Insieme all’ivoriano sono arrivati Gaetano, Kristensen ed Elmas, mentre proprio nelle ultime ore la Dea ha completato l’operazione Jonathan Rowe, prelevato dal Bologna in prestito.
Acquisti: Gaetano dal Cagliari; Kristensen dall’Udinese; Ibrahim Sulemana di ritorno dal Cagliari; Vanja Vlahovic di ritorno dallo Spezia; Elmas dal Lipsia in prestito; Franck Kessié a parametro zero; Jonathan Rowe dal Bologna in prestito.
Sul fronte delle uscite, l’Atalanta ha salutato diversi elementi importanti. De Roon ha scelto la Roma, Brescianini è passato alla Fiorentina, mentre Palestra e Ahanor sono approdati al Chelsea.

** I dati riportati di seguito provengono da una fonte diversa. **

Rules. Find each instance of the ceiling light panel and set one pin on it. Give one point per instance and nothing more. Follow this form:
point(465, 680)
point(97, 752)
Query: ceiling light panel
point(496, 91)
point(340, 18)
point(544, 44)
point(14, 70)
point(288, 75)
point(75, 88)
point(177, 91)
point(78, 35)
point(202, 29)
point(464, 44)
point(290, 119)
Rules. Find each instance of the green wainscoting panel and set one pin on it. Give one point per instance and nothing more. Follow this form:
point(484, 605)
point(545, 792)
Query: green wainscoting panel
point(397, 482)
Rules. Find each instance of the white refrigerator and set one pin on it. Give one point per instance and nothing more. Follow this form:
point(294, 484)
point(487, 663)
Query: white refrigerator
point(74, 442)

Cessioni: Musah al Milan per fine prestito; Vavassori al Palermo in prestito; Djimsiti all’Al-Diriyah; El Bilal Touré al Parma in prestito; Maldini al Cagliari; Palestra al Chelsea; Brescianini alla Fiorentina; Godfrey ai Rangers in prestito; Cittadini al Frosinone; Bonfanti al Las Palmas; De Roon alla Roma; Bakker svincolato; Ahanor al Chelsea; Mlacic al Watford; Cassa al Bologna.
Una vera rifondazione, con esperienza e fisicità aggiunte a una rosa che ha perso diversi protagonisti delle ultime stagioni.

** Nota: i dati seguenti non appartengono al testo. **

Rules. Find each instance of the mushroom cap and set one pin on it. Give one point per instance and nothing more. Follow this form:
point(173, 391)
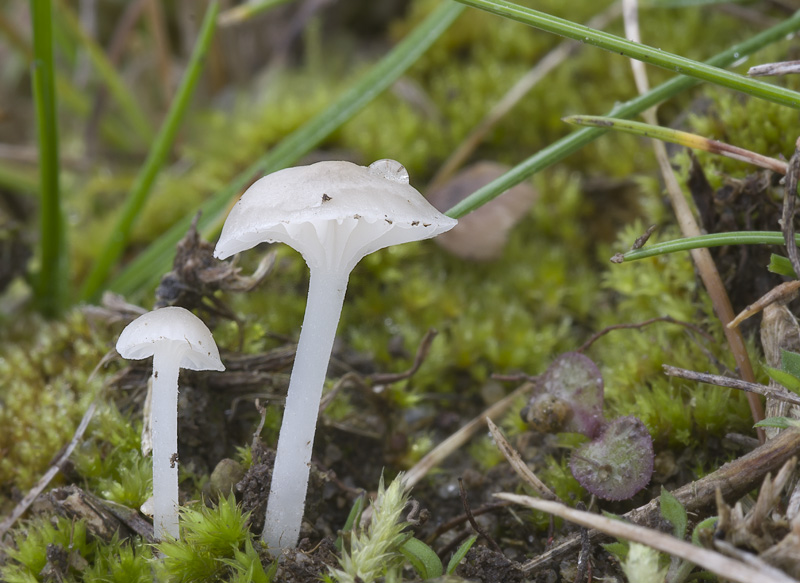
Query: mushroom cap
point(333, 213)
point(171, 329)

Bologna: Dovbyk e Piccoli per ridisegnare l’attacco
Il Bologna è stato uno dei club più attivi sul mercato. Il reparto offensivo è stato profondamente modificato con gli arrivi di Artem Dovbyk, Roberto Piccoli e Samuel Mbangula.
In difesa, invece, il ritorno di Theate ha rappresentato uno degli innesti più interessanti, mentre Alhassane è stato inserito in prospettiva.
Acquisti: Dovbyk dalla Roma in prestito; Alhassane dal Real Oviedo; Amondarain dall’Estudiantes; Karlsson di ritorno dall’Utrecht; Holm di ritorno dalla Juventus; El Azzouzi di ritorno dall’Auxerre; Piccoli dalla Fiorentina in prestito; Kusic dal Radomlje; Theate dall’Eintracht Francoforte; Enem dalla Stella Rossa; Mbangula dal Werder Brema in prestito; Cassa dall’Atalanta.
Tra le partenze spicca quella di Lucumí, passato alla Juventus.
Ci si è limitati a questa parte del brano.